Career Progression – Chris Dickinson

A few days ago, I was promoted to Principal Engineer at $dayjob.

While I feel grateful for the recognition, I have to admit I’m a bit of a
skeptic when it comes to career ladders and titles. People aren’t comparable,
nor are their talents or knowledge. Attempts to reduce a group of
humans to points on a number line erase a lot of individual strengths.
On the other hand, titles are a way for the group to officially
recognize the personal practice of improving at the craft of
engineering. So, I’ve been stewing on this for a couple days now: what
does this promotion mean?

Speaking for the tech industry, titles are a measure for your experience,
efficacy, and ability to deliver value to your organization. They
represent how the organization at large views your talents and often
how they value your contributions. In theory, they reflect your day to
day responsibilities.

However.

The measure, as a proxy for the job, is doubly flawed. For one, it doesn’t
describe the job accurately across organizations; further, two people with
the same title within the same organization may execute the title in wildly
different fashions. For two, we measure individuals, but the our ability to
contribute on an individual basis depends greatly upon the team around us, and
that team’s perception of us.

On the other hand, the measure corrects for insidious biases: the title can
lift some of the burden of constantly having to prove your worth, especially if
you’re not a member of a historically privileged group. It can also correct for
compensation bias: two staff engineers should be making the same amount, even
if one of them is a white guy and the other isn’t. (Compensation can get
perilously out of whack without banding tied to titles.) The bias is still
there, it’s been compartmentalized into convincing the org that you meet a
rubric, but you can at least bring receipts to that conversation.

So, I’m conflicted.

I am an ardent believer in self-improvement — that the craft of engineering
can be practiced like art in any other medium. I also believe that you will,
over the course of your career, encounter engineers who have practiced far
more (or less) than you, possess raw talent for thinking (analytically or
otherwise), whose communication skills and techniques you will envy and
seek to emulate for years afterward. You’ll work with people all across the
spectrum of possibility. Trying to reduce them to a number line erases so
much of what they have to offer, encourages zero-sum mentality, and stands
in the way of your own self-improvement. But that’s the realm of the ideal:
only a privileged few are afforded the ability to treat programming as an
art that can be practiced in isolation from society.

On the other hand.

I’ve been at the pointy end of a shift in organization culture. Two years ago
at a previous job, my manager told me point-blank that I had been doing the
Principal Engineer job for some time per the career ladder rubric, but because
of organizational changes there was a new VP who could not be convinced that I
should be promoted. Ironically, before the change in management, I was one of
the parties responsible for designing the rubric for that career ladder! That
same VP had pulled me aside earlier to explain that, because I had worked so
closely with the prior, unceremoniously booted, management, it “wasn’t clear”
what I had contributed over the past four years. I stuck around for months from
that point, trying to do everything I could to change their mind.
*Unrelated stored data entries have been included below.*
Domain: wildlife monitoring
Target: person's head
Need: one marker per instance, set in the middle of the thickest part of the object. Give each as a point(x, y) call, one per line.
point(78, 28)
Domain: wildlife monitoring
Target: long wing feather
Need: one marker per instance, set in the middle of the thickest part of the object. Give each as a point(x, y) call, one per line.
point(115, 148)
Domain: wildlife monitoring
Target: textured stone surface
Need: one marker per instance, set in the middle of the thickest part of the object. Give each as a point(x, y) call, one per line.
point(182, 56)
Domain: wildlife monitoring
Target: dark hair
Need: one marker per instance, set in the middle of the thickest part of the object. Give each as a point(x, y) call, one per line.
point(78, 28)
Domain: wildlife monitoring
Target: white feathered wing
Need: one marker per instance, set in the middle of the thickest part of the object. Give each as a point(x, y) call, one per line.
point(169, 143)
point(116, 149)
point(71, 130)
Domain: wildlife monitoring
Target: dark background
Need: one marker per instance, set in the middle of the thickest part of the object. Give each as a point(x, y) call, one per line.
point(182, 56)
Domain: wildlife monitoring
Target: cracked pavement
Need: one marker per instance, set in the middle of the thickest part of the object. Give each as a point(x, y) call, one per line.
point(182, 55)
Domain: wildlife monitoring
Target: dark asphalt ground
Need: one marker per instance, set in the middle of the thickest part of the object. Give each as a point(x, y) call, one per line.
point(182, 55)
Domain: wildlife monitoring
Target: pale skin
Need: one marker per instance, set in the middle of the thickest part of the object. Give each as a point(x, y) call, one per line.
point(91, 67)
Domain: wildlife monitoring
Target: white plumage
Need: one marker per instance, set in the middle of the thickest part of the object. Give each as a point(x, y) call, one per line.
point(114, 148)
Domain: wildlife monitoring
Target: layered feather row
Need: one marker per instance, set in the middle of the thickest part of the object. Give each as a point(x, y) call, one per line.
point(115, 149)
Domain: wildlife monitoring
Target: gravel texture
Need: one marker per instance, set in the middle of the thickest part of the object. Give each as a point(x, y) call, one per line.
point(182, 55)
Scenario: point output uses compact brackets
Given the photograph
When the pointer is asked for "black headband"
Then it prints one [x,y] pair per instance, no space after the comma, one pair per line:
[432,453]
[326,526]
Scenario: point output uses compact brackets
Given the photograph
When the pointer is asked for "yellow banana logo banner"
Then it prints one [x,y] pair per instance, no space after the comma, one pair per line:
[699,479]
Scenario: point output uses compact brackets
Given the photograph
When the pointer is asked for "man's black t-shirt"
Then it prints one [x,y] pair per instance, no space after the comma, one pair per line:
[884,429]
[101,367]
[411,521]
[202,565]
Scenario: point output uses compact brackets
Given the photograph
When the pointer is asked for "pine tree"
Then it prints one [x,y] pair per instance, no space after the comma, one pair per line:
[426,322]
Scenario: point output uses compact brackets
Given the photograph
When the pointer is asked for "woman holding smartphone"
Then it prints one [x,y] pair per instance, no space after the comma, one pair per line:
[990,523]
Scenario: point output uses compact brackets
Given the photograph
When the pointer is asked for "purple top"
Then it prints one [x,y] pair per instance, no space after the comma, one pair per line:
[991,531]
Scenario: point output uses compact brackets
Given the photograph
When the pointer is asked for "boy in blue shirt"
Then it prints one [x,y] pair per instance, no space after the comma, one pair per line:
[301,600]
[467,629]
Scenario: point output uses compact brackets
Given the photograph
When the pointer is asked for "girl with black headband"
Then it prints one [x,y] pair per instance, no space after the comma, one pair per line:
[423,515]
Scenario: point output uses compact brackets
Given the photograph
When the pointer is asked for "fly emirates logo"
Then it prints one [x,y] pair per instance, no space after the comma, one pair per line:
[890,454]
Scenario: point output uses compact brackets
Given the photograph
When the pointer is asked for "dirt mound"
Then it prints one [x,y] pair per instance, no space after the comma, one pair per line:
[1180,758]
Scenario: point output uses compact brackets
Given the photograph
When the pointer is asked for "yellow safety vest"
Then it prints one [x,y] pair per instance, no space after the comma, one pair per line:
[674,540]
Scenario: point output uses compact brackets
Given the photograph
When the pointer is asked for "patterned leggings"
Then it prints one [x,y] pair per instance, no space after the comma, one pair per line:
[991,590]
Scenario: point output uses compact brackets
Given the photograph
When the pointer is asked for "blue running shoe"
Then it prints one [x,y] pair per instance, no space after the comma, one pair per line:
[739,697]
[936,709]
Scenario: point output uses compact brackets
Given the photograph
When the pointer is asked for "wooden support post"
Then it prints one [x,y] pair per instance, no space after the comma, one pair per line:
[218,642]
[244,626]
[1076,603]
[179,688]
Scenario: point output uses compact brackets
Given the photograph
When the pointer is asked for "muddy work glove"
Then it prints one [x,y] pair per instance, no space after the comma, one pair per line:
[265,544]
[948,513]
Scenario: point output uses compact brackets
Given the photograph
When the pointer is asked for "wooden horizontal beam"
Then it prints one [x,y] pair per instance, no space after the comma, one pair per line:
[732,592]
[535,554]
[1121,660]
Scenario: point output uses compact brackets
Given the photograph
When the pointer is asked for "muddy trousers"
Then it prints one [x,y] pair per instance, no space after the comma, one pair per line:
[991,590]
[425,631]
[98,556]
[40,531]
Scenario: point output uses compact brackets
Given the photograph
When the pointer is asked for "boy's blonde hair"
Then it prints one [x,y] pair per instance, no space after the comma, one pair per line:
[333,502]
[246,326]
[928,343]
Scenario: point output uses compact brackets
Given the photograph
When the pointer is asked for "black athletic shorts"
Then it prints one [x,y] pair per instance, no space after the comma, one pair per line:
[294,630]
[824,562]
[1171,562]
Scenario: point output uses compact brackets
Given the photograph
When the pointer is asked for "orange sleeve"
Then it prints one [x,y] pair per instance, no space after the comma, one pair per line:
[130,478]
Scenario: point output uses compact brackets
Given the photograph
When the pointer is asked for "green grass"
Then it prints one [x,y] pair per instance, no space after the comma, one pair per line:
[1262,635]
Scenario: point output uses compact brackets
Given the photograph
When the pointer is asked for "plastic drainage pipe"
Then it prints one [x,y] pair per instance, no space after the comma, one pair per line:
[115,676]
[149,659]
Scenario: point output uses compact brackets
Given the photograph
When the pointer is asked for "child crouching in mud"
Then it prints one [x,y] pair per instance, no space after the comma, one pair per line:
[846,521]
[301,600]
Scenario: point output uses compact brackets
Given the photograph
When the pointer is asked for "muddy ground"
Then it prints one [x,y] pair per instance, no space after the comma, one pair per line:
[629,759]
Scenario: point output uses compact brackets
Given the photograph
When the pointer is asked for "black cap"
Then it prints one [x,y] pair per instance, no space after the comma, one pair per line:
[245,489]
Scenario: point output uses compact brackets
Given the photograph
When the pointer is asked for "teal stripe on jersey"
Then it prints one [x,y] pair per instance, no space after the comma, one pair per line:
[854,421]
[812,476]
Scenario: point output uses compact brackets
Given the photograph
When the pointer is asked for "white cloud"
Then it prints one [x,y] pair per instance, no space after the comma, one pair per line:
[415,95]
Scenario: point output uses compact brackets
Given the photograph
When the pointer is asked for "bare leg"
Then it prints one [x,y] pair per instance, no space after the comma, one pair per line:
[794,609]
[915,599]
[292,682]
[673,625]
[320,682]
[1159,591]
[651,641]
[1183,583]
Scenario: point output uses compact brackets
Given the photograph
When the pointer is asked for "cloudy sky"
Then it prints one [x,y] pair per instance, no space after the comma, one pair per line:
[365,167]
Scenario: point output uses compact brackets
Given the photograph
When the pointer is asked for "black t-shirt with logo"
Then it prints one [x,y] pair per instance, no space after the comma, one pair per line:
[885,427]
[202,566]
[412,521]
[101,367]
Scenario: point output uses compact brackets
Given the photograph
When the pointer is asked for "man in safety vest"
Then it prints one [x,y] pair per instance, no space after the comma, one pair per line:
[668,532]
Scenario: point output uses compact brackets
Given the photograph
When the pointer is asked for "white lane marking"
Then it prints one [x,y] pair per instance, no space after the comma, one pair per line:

I still feel hurt by this, obviously. The insecurity I had internalized from
this experience factored into my decision to turn down a Principal Engineer
position during my subsequent job hunt. I’m here now though, so it’s all for
the best, I suppose. The lesson, however, is clear: a career ladder is a social
construct that is only as real as the people in power at your organization make
it.

Titles hurt in other ways: I’ve seen a brilliant, absolutely stellar programmer
get turned down for a position at a company because their ability to impress
their interviewer with a whiteboard and dry-erase marker wasn’t sufficient to
justify the title they were interviewing for. Again, there’s a lesson here: a
focus on measuring humans against a number line tends to turn technical
interviews into a hazing ritual. The point of the ritual hazing is to buy the
necessary cachet to justify a title with the existing engineering staff. This
is stupid and cruel, as you know.

So much of what exhausts me in tech is tied up in the constant drive to
establish a pecking order, and that might be what I’m really reacting against.
Career ladders are a pragmatic concession to this: if we’re going to keep
trying to rank engineers, we may as well do so with an established rubric. At
least then we can try to confront our biases. It’s worth considering the title
a floor when considering a person’s talents: they may be wildly more talented
than their title. There is no iron-clad rule that says an associate engineer
cannot teach a staff engineer something valuable.

I suppose this is all to say: I’m grateful for the recognition. I take it with
a grain of salt, because titles and career ladders are a mushy, social
construct that changes as people enter and leave the organization; I won’t let
it go to my head because there’s obviously so much more I can learn from my
colleagues, no matter where they are on this ladder. My intention as a
principal engineer is to highlight the achievements of my coworkers, work to
make sure they’re empowered, trusted, and happy, and to become better engineers
by working together.

I’ll write more about what’s worked for me in a subsequent post.